Hello, please someone here could help with this, I'd like to know how to say " I like you a lot" not " I love you" it's like when you get a crush on someone you met some time ago and you're getting to know this person and you like a lot the way they are 

Dankjewel!


----------



## iKevin

''Ik vind je erg leuk'' or ''Ik mag jou graag''...


----------



## realswift

You could also say:

Ik heb je heel graag 

But the other two provided by ikevin are also good


----------



## Kayla321

In The Netherlands you should definitely NOT say "ik heb jou heel graag"!!! O_O That sounds like you want to grab the girl and hop into bed immediately.


----------



## Joannes

Kayla321 said:


> In The Netherlands you should definitely NOT say "ik heb jou heel graag"!!! O_O That sounds like you want to grab the girl and hop into bed immediately.

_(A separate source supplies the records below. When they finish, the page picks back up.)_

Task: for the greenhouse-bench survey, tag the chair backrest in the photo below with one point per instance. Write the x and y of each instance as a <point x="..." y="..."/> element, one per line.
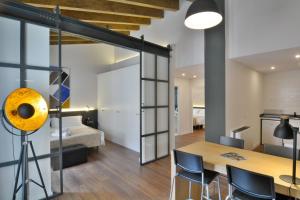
<point x="251" y="183"/>
<point x="189" y="162"/>
<point x="233" y="142"/>
<point x="280" y="151"/>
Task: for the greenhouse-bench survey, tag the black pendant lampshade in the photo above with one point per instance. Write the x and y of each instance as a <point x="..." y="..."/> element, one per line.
<point x="284" y="130"/>
<point x="203" y="14"/>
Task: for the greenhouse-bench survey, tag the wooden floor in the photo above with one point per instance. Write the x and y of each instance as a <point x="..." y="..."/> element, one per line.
<point x="114" y="173"/>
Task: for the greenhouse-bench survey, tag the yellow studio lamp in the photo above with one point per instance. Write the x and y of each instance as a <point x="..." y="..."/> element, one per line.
<point x="25" y="109"/>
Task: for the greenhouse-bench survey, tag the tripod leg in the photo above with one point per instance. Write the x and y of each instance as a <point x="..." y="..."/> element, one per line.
<point x="39" y="170"/>
<point x="24" y="171"/>
<point x="18" y="172"/>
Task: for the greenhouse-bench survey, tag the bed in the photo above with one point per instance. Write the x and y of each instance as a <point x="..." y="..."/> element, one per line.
<point x="74" y="132"/>
<point x="198" y="117"/>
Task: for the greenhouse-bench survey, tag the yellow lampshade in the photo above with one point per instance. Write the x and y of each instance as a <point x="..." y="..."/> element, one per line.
<point x="25" y="109"/>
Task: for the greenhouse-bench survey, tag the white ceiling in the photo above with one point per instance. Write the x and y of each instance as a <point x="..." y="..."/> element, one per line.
<point x="282" y="60"/>
<point x="195" y="70"/>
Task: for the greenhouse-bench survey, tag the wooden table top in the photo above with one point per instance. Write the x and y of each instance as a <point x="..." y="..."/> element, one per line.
<point x="255" y="161"/>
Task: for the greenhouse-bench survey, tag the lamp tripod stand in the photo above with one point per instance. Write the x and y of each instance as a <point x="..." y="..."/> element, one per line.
<point x="26" y="110"/>
<point x="23" y="162"/>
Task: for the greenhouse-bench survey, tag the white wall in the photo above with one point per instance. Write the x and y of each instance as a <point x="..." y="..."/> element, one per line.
<point x="282" y="91"/>
<point x="262" y="26"/>
<point x="244" y="101"/>
<point x="185" y="105"/>
<point x="84" y="61"/>
<point x="198" y="93"/>
<point x="37" y="47"/>
<point x="118" y="105"/>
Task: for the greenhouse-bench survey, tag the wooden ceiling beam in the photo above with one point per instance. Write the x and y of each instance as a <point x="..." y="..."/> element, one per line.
<point x="73" y="42"/>
<point x="118" y="27"/>
<point x="158" y="4"/>
<point x="68" y="34"/>
<point x="68" y="38"/>
<point x="99" y="6"/>
<point x="106" y="18"/>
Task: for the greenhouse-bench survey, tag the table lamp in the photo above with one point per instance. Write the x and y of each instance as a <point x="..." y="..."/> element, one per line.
<point x="285" y="131"/>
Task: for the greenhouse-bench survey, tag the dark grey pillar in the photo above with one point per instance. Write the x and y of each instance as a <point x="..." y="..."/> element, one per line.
<point x="215" y="79"/>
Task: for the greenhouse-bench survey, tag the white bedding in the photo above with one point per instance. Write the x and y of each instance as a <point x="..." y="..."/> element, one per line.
<point x="76" y="134"/>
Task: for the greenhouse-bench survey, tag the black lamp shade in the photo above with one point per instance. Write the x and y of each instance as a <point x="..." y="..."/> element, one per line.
<point x="203" y="14"/>
<point x="284" y="130"/>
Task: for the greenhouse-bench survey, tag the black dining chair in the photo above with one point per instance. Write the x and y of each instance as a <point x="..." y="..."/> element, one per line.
<point x="233" y="142"/>
<point x="191" y="168"/>
<point x="247" y="185"/>
<point x="280" y="151"/>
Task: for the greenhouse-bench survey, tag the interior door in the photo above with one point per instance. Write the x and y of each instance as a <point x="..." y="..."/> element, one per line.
<point x="154" y="108"/>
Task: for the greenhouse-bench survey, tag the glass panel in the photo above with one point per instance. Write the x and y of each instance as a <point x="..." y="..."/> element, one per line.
<point x="37" y="45"/>
<point x="148" y="151"/>
<point x="162" y="145"/>
<point x="148" y="96"/>
<point x="162" y="68"/>
<point x="38" y="80"/>
<point x="148" y="65"/>
<point x="55" y="174"/>
<point x="148" y="117"/>
<point x="162" y="119"/>
<point x="162" y="94"/>
<point x="10" y="145"/>
<point x="9" y="40"/>
<point x="35" y="191"/>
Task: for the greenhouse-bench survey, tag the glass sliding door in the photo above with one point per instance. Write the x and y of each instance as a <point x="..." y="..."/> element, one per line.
<point x="154" y="90"/>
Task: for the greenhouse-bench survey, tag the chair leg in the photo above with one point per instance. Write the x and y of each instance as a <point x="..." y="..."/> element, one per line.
<point x="227" y="198"/>
<point x="207" y="191"/>
<point x="219" y="188"/>
<point x="202" y="191"/>
<point x="190" y="190"/>
<point x="171" y="190"/>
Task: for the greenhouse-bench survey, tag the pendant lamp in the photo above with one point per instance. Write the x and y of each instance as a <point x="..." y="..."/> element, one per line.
<point x="203" y="14"/>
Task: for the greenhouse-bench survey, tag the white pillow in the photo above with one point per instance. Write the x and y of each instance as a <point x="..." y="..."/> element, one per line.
<point x="71" y="121"/>
<point x="67" y="122"/>
<point x="54" y="123"/>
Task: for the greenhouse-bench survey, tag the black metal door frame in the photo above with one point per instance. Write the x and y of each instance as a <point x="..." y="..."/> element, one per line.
<point x="155" y="107"/>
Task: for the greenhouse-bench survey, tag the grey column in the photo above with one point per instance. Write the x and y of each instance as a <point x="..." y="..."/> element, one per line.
<point x="215" y="79"/>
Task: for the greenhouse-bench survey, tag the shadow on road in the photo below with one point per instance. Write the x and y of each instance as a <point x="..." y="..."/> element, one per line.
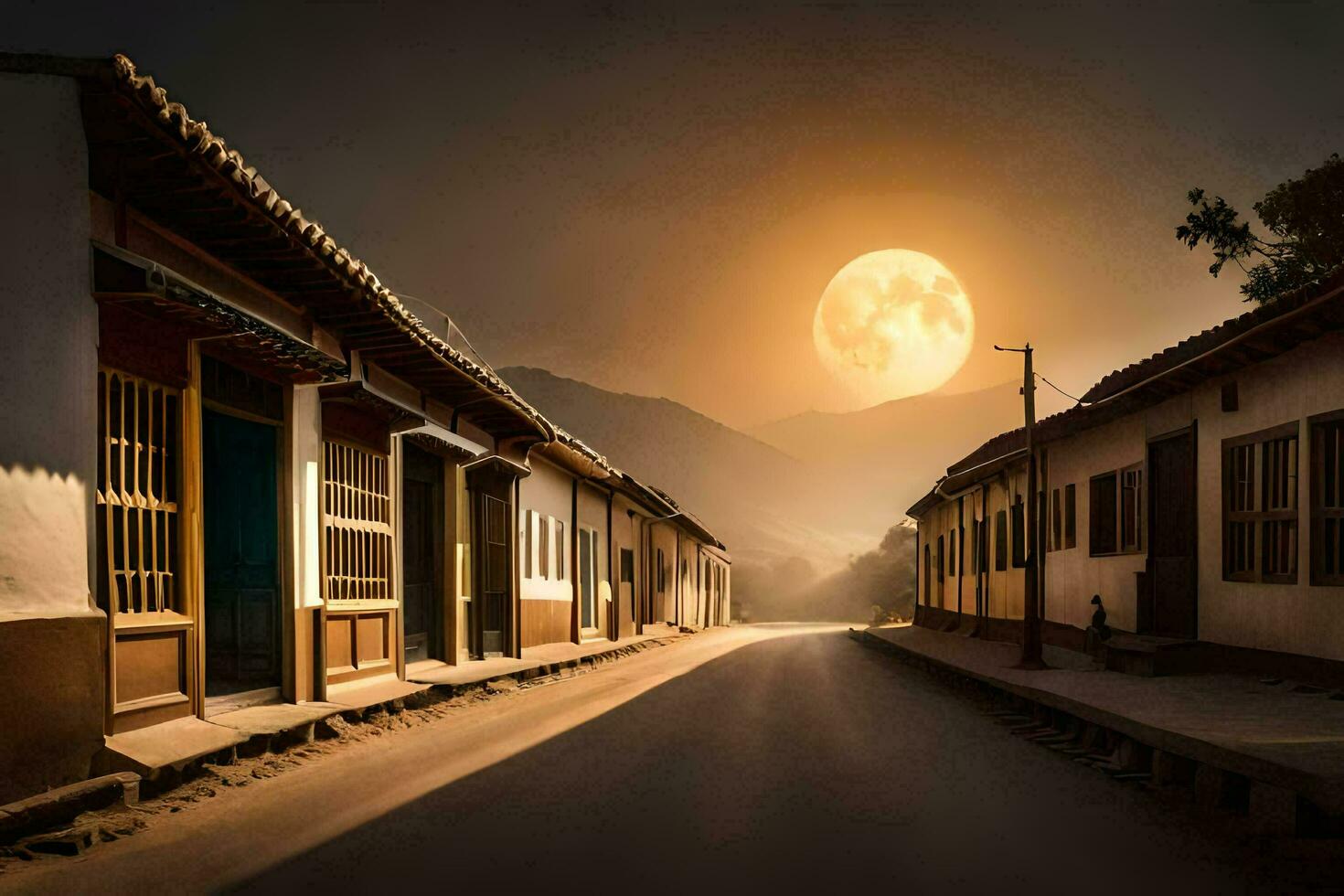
<point x="795" y="763"/>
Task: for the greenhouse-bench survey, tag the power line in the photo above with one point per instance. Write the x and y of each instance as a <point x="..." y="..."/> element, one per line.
<point x="1058" y="389"/>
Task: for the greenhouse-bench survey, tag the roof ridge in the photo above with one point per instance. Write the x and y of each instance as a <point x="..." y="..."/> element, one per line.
<point x="215" y="152"/>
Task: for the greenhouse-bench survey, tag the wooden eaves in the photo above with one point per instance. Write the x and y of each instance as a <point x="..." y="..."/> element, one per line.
<point x="148" y="154"/>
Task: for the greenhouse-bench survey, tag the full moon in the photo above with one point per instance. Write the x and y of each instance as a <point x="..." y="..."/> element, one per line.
<point x="891" y="324"/>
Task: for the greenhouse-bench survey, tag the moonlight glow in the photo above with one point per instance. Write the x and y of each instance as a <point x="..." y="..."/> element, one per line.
<point x="892" y="324"/>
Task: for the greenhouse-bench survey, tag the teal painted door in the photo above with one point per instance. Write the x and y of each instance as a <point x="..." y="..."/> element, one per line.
<point x="242" y="583"/>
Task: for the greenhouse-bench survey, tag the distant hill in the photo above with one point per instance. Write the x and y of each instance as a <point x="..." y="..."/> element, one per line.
<point x="898" y="449"/>
<point x="752" y="496"/>
<point x="797" y="500"/>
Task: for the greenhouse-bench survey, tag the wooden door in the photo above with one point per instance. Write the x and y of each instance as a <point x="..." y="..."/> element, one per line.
<point x="421" y="491"/>
<point x="494" y="577"/>
<point x="626" y="581"/>
<point x="588" y="579"/>
<point x="1171" y="577"/>
<point x="242" y="583"/>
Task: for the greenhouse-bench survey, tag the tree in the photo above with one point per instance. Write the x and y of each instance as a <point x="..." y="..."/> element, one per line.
<point x="1306" y="223"/>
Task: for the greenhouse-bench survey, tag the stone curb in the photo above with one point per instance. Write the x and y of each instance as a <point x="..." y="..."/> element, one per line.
<point x="58" y="807"/>
<point x="1324" y="793"/>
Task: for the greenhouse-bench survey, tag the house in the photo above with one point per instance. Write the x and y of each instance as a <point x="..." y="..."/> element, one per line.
<point x="234" y="468"/>
<point x="598" y="549"/>
<point x="1197" y="492"/>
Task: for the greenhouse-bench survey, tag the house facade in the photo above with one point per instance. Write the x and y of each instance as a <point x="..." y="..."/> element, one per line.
<point x="1197" y="492"/>
<point x="600" y="549"/>
<point x="234" y="468"/>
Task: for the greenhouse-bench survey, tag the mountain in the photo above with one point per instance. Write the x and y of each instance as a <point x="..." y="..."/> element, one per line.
<point x="801" y="503"/>
<point x="900" y="448"/>
<point x="752" y="496"/>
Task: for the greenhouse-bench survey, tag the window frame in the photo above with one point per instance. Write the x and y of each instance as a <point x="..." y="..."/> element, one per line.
<point x="1317" y="509"/>
<point x="1117" y="546"/>
<point x="1260" y="520"/>
<point x="1019" y="534"/>
<point x="1070" y="516"/>
<point x="1000" y="540"/>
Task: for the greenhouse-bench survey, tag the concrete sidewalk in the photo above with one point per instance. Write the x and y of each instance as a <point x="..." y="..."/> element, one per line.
<point x="165" y="752"/>
<point x="1284" y="735"/>
<point x="542" y="660"/>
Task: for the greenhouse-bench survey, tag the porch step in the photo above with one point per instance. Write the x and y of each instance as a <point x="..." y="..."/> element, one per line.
<point x="1148" y="656"/>
<point x="171" y="744"/>
<point x="274" y="719"/>
<point x="362" y="695"/>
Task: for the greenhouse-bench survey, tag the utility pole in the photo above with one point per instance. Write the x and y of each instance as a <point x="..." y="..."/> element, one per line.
<point x="1031" y="656"/>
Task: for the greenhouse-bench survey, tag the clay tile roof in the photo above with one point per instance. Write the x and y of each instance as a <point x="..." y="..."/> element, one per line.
<point x="1206" y="340"/>
<point x="211" y="149"/>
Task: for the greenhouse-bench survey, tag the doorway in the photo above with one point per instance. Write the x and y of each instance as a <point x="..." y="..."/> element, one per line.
<point x="422" y="488"/>
<point x="628" y="589"/>
<point x="240" y="571"/>
<point x="1171" y="574"/>
<point x="494" y="575"/>
<point x="588" y="581"/>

Who says it's about a girl? Although I don't think it changes much about your statement (except the sex of the person that one wants to grab and hop into bed with, and perhaps the statistical likelihood by which that would actually work ).


----------



## realswift

Maybe in the netherlands but not in belgium ;-)


----------



## Dutchie 020

Ik vind je erg leuk/Ik vind je heel leuk


----------



## kloie

Can i say Ik vind jou leuk? with jou instead of je?


----------



## Peterdg

kloie said:


> Can i say Ik vind jou leuk? with jou instead of je?


Yes, no problem.


----------